"Die NATO ist ein Angriffsbündnis"

Russischer Tabubruch?

Immer wieder wird in der Öffentlichkeit betont, dass Staaten untereinander ihre "territoriale Integrität" zu achten hätten. Russland etwa habe 2014 auf der Krim Grenzen verschoben und damit erstmals eine Regel gebrochen, an die sich sonst eigentlich alle halten würden. In Ihrem Buch argumentieren Sie mit der 1945 verabschiedeten Charta der Vereinten Nationen, wo es heißt: "Alle Mitglieder unterlassen in ihren internationalen Beziehungen jede gegen die territoriale Unversehrtheit oder die politische Unabhängigkeit eines Staates gerichtete oder sonst mit den Zielen der Vereinten Nationen unvereinbare Androhung oder Anwendung von Gewalt."
In der UN-Charta ist also tatsächlich von einer Pflicht zur Respektierung der Grenzen die Rede, aber auch, und zwar gleichrangig, von der Pflicht zur Achtung der "politischen Unabhängigkeit" der Länder. Letztere wird ja nun fraglos regelmäßig verletzt, auch wenn in einem Krieg einmal keine Grenzen verschoben werden, wie etwa in Afghanistan. Sind diejenigen Kritiker, die Russland wegen einer Grenzverschiebung auf der Krim als "Tabubrecher" angreifen, insofern auf einem Auge blind?

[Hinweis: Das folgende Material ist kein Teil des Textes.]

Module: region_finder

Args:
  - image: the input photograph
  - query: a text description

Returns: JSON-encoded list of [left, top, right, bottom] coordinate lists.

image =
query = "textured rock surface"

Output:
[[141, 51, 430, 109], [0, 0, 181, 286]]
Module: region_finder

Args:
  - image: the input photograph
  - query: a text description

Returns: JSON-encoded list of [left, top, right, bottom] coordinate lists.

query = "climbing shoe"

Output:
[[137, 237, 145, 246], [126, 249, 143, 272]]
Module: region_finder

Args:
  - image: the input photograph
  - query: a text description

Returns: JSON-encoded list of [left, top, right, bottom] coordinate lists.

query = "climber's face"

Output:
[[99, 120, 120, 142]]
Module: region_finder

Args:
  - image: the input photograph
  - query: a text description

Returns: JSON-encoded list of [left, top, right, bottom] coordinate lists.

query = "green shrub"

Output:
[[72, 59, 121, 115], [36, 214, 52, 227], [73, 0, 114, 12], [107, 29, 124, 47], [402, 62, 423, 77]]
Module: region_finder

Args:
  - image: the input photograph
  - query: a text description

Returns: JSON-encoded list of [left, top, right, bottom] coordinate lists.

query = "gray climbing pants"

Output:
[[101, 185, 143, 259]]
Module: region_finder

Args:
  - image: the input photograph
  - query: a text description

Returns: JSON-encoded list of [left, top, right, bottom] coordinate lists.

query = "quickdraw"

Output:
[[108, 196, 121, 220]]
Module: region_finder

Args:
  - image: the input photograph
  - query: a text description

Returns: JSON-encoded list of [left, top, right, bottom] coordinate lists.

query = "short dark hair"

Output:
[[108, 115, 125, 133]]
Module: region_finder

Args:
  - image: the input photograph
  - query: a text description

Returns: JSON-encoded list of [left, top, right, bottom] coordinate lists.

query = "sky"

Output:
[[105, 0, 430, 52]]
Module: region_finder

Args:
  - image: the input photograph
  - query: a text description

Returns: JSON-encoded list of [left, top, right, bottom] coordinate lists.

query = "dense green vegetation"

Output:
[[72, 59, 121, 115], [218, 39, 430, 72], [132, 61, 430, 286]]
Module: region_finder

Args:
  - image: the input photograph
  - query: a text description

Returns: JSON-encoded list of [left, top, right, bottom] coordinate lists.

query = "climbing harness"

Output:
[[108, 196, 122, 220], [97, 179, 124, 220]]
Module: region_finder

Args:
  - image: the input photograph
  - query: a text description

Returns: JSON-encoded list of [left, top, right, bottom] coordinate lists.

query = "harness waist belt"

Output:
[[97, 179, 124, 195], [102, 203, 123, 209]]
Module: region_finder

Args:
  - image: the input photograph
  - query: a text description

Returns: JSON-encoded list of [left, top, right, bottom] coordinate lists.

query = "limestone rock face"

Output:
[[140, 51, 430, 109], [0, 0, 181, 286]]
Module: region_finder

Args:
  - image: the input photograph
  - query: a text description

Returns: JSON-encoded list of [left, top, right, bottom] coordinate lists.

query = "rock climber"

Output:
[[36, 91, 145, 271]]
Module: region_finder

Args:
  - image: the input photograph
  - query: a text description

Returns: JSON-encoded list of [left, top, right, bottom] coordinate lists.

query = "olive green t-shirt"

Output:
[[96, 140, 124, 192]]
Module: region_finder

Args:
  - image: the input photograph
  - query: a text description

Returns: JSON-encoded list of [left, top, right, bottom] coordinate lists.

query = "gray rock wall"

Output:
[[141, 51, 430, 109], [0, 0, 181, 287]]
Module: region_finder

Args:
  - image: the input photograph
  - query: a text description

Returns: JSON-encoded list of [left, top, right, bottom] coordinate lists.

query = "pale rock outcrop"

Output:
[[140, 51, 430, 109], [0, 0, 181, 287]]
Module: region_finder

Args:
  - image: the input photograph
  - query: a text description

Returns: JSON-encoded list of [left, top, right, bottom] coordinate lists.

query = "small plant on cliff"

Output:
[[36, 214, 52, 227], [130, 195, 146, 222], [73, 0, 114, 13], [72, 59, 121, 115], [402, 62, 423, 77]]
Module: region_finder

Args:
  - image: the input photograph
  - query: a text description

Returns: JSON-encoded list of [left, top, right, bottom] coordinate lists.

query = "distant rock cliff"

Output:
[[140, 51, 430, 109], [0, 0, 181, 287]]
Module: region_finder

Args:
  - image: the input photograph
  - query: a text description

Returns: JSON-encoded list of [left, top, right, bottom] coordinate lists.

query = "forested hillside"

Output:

Daniele Ganser: Wer nur den "Tabubruch" der Russen von 2014 sieht, ist nicht nur auf einem Auge, sondern auf beiden Augen blind. Die NATO-Staaten haben nach 1945 wiederholt andere Länder bombardiert, Regierungen gestürzt und die UNO-Charta missachtet. So hat das NATO-Mitglied USA 1953 im Iran die Regierung gestürzt, das war illegal. 1954 haben sie die Regierung in Guatemala gestürzt, indem man, wie heute in Syrien, Söldner bewaffnet und trainiert hat, das war illegal. 1973 haben sie in Chile die Regierung gestürzt, das war auch illegal. 1986 haben die USA Libyen bombardiert, ohne Mandat des UNO-Sicherheitsrates, daher war auch das illegal.
Die Russen haben sich vor allem über den illegalen NATO-Krieg gegen Serbien von 1999 geärgert, sowie über den illegalen Krieg der NATO-Länder Frankreich, Großbritannien und USA gegen Libyen 2011, bei dem Gaddafi gestürzt und getötet wurde. Als die USA am 20. Februar 2014 in der Ukraine die Regierung stürzten, um einen neuen Präsidenten zu installieren, der die Ukraine in die NATO führt, wurde es den Russen zu bunt. Denn sie wollten auf keinen Fall ihren Militärstützpunkt am Schwarzen Meer verlieren und sicherten sich daher nach dem Putsch in Kiew mit Soldaten und einer Volksabstimmung die Krim. In meinem Buch behandle ich auch den Konflikt in der Ukraine und zeige, dass hier sowohl von den USA, wie auch von Russland auf Machtpolitik gesetzt wurde, die UNO-Charta ging dabei völlig unter.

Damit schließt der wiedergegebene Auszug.